Весенняя плотина Бобрисэя

Кастор Фибров
.
                Писатели не задерживаются надолго в убогом доме, где слишком мало предметов
                для описания. Они лишь определяют “смиренное жилище” в его актуальности, но
                не переживают по-настоящему его первобытность, первозданность, одинаково
                доступную бедным и богатым, если только они готовы мечтать.
                Г. Башляр, Поэтика пространства I, 1.
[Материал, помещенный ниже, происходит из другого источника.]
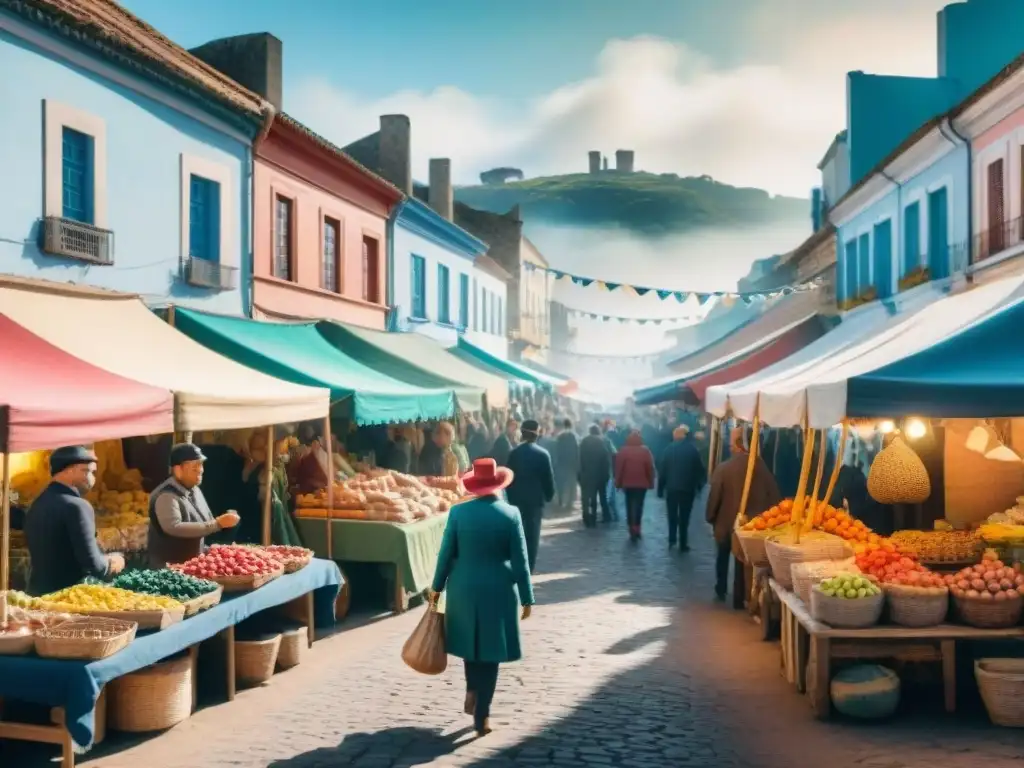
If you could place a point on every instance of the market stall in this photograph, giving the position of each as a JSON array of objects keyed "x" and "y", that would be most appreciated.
[{"x": 848, "y": 593}]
     Бобрисэй обратился в слух.
     Это было когда-то прежде начала времён. То, что повторяется каждый год, и каждый раз узнаёшь это заново, и ошеломление от встречи с этим никогда не бывает меньше. Потому что как может быть что-то меньше себя самого? И небо – всегда небо, и ничуть не меньше. И река – всегда река, даже если год случился жарким и воды в ней убавилось, и трава и цветы – всегда трава и цветы, даже если... Те же, да и не те же. Оттого и теперь, как мы успели заметить, Бобрисэй обратился в слух.
     Вы, может быть, скажете, что вместо объяснения я всё только ещё больше запутал. И будете правы. Потому что я вовсе не собирался ничего объяснять, а лишь рассказывал, как оно всё бывает... А так это или не так – смотрите сами.
     И Бобрисэй тоже смотрел. Да, я не забыл, что сказал, что он весь обратился в слух. Но ведь это и значит – когда весь, целиком в слух обратишься – что ты смотришь. И смотришь в те далёкие пространства, откуда известие может принести только слух.
     И что же это были за пространства пусть скажет нам сама история.
     Но вначале нам приходится столкнуться с самим слухом. Ведь именно он был для Бобрисэя дверью, сквозь которую входил теперь Бобр в весеннее пространство, он и для нас может быть той дверью, которой мы войдём в слышание... И это не безделье.
     Не знаю, могу ли это пересказать... Да и если смогу, передаст ли это хоть что-то, откроет ли...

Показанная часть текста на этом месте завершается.